Com a adesão da empresa, toda a frota de veículos associada ao CNPJ é automaticamente incluída no SNE
A partir de hoje, 7, o Sistema de Notificação Eletrônica (SNE), tecnologia que permite o pagamento de multas com até 40% de desconto, traz uma novidade voltada para as pessoas jurídicas.
Logo após a adesão da empresa ao sistema, todos os veículos associados a determinado CNPJ são automaticamente incluídos, o que torna mais fácil a gestão de grandes frotas.
A estimativa é que, desde o lançamento, o serviço desenvolvido pelo Serpro para o Denatran já tenha gerado uma economia de mais de R$ 100 milhões para usuários de todo o país.
Empresa
Para utilizar o SNE, a pessoa jurídica deve possuir certificado digital e vincular a identificação no Portal Gov.br. A partir daí, é possível fazer a gestão das infrações no Portal de Serviços do Denatran. Todas as funcionalidades do SNE Web já foram migradas para esse ambiente.
Cidadão
O cidadão deve utilizar o SNE no aplicativo Carteira Digital de Trânsito (CDT), disponível na App Store e Google Play. É o mesmo app utilizado para a CNH (Carteira Nacional de Habilitação) e CRLV (Certificado de Registro e Licenciamento de Veículo) digitais.

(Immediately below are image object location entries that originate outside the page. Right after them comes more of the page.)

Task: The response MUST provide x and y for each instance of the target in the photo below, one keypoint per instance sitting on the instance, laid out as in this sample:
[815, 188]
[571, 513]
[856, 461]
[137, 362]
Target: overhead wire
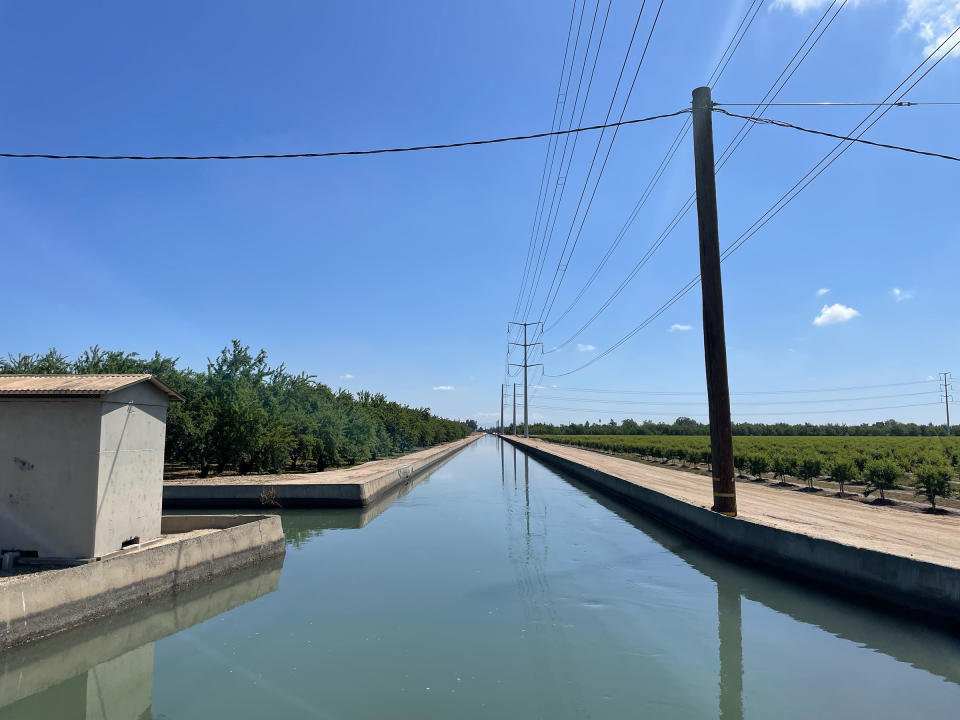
[557, 106]
[725, 156]
[788, 196]
[724, 60]
[548, 238]
[539, 218]
[784, 124]
[562, 265]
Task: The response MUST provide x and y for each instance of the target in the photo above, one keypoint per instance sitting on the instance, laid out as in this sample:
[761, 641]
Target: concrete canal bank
[352, 487]
[105, 670]
[191, 549]
[882, 555]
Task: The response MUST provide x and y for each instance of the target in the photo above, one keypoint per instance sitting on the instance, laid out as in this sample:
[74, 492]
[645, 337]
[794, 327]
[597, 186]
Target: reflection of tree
[299, 536]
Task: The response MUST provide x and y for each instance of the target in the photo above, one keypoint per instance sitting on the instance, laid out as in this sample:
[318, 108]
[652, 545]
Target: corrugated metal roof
[77, 385]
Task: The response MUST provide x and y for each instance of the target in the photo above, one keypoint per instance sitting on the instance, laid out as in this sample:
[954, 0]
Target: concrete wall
[130, 480]
[48, 475]
[44, 603]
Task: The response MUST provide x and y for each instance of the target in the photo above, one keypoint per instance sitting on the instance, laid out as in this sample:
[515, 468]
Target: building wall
[48, 475]
[130, 486]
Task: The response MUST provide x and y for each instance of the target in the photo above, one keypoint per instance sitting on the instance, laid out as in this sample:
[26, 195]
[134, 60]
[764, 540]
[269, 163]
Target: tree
[758, 464]
[881, 475]
[842, 472]
[809, 468]
[783, 465]
[933, 481]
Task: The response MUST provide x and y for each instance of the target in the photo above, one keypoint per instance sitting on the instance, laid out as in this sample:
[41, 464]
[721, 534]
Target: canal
[492, 588]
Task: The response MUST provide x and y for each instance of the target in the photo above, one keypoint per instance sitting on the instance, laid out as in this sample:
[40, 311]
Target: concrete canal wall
[193, 549]
[857, 567]
[353, 487]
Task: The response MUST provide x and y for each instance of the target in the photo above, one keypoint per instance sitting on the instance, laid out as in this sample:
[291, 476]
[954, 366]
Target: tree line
[689, 426]
[240, 414]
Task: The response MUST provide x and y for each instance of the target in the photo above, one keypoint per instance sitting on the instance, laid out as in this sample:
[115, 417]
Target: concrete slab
[353, 487]
[96, 650]
[885, 556]
[194, 548]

Depois, basta acessar o ícone “Infrações” e habilitar a adesão ao SNE. Ao receber notificação de multa, o proprietário do veículo cadastrado pode gerar o boleto eletrônico por meio do próprio aplicativo.
Para ter direito ao desconto, é necessário reconhecer o cometimento da infração, com a desistência de interpor recursos. Mais de três milhões e seiscentos mil usuários de todo o país já adotaram a tecnologia.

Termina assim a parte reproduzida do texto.